異能では無い…友達と遊びに行く途中

7時前に私は起きた。


「よく寝た…あ、あの人のうちに泊まったんだっけ…ん?」


布団から起き上がると昨日泊まったことを思い出した。端にどかしてあったテーブルの上に何か紙が置いてあることに気付き布団から出て見に行く。鍵と紙が置いてあり紙に何か書いてあった。


「(おはよう。起きて出ていく時に鍵を閉めて下さい。よろしく。鍵はポストに入れて下さい。)…了解。ってか、あの人より後に起きたという事は一緒に寝たのバレたのかな?いや、バレたんだろうな。」


私はあの人になんて思われたのだろう?起こして理由を言うべきだっただろうか?いや、夜遅くに起こすのは申し訳ないよな。


「ってかもしかしてなにかされていたり?」


私は身体中を触って確認した。


「何もされてなさそう…。ってか隣で寝ている気付いたらびっくりしても良かったのに。そうすれば私だって少しは反応できたのにな…。いや、びっくりしない方が良かったのかもしれないけど。」


これだとまるで私がなにかされたいと考えているのと一緒じゃんと思い、少し恥ずかしくなった。


「1人で何恥ずかしくなっているんだろう…。そろそろ学校行かないとだし、言われた通りポストに入れて行きますか。」


そう言うとアパートの鍵を閉めてドアに付いていたポストに鍵を入れてあの人のアパートを後に高校に向かった。そして放課後、私はちょっとした騒動に巻き込まれるのであった。

場面は変わって俺、誠我は仕事終わって家に帰ってきた。鍵を開けドアを開け家に入りポストを開けると女子高生に言ったように鍵が入っていた。


「ちゃんと鍵をポストに入れてくれたんだな。昨日はいろいろあったけど、今日は何も無さそうだから家でのんびりしよう。疲れたな。」


そういえば昨日久しぶりに女性と会話したような気がしていた。

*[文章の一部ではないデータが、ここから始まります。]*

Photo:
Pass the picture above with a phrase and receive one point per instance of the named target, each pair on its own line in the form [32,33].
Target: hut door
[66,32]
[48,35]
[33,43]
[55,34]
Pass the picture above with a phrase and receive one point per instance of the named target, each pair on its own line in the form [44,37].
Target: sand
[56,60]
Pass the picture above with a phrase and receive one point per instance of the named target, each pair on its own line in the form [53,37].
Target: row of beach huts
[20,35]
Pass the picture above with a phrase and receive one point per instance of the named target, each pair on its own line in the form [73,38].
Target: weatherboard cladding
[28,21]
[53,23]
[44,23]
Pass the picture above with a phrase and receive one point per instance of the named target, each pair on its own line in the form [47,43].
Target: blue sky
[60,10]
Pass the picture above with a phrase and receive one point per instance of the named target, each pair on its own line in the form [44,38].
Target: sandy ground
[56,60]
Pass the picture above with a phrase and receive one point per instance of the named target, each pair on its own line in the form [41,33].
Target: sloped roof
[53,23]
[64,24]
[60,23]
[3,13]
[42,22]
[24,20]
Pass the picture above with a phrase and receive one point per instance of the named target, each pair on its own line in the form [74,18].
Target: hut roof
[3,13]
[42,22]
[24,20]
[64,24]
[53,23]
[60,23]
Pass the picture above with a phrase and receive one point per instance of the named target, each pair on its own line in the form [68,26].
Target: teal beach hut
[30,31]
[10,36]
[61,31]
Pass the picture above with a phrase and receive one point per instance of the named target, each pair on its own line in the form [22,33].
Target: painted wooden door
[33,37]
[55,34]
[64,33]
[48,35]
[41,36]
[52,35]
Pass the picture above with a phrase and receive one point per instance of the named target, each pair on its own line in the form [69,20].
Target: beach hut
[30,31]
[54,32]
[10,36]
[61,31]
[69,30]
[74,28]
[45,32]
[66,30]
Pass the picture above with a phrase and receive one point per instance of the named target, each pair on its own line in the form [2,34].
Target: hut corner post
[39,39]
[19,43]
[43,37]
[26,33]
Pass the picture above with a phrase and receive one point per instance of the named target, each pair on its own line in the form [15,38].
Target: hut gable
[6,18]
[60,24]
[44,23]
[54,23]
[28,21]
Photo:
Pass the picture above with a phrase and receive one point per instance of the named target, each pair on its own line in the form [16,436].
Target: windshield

まあ出会いもなく日々生きているだけだったし、昨日は昨日で結構楽しかったのかもしれない。どちらかと言うと一人でいるよりはみんなでいた方が好きな方だ。でも久しぶりだったので疲れてしまうのは仕方ない。今日はゆっくりしよう。もう19時をまわっていたので夕食を食べようと準備したが、俺はそんなに食べたりもしないので買ってきたコンビニ弁当やサンドイッチ、ジュースと言った簡単な物で準備と言える程でもなかったんだが。


「いただきます。」


一人いただきますと言い食べ始めた。みんなといる時間の方が好きだが、別に一人の時間が嫌いではなかったので特に虚しく感じたこともなかった。食べ始めて少し経った時、突然インターホンを連打された。


「なんだ一体…。」


俺はいやいやドアに近づいた。セールスで連打される事はあったが今回のはかなり激しい。しかも夜遅くにだ。いちおうドアの覗き穴から外を見た。


「セールスだったら迷惑行為として警察呼ぶ…は?」


ドアの前にいたのは昨日の女子高生だった。


時は戻って私、星璃は高校終わって友達と電車に乗っていた。友達は私が超能力に目覚めた事は知らないが、超能力、魅力によって受けた被害を何度か助けてくれた優しい友達だ。


「今日はどうする?一昨日は急に用事が出来たとかで遊んでいたのに帰ってしまったし、今日は何かあったりしないよね?」

「この前はごめんね。(能力の事は言えないし…)急に親に呼ばれてさ。今日は特に何も無いから遅くまで遊べるよ。」

「急に親に呼ばれるとか親孝行も大概にした方がいいよ。まあ過去の件もあるし、親が心配するのは仕方ないけど。」


過去の件とは魅力のせいで襲われた事だろう。襲われている私を助けてくれたのがこの友達なんだ。


「まあ親にももう大丈夫と言っておいたし、遊べるから安心してよ。」

「ならいいけど、今日こそはカラオケで歌いまくるよ!」


この友達と遊びに行くとしたらカラオケぐらい。他にも有りそうだが、この友達はカラオケが大好きなのだ。


「うん。」


今日は実際何も無かった。この前のように突如アビリティボールが現れたりしなければ急遽帰るようなことはしない。そのはずだった。しばらく友達と電車の中で何歌うか話している時だった。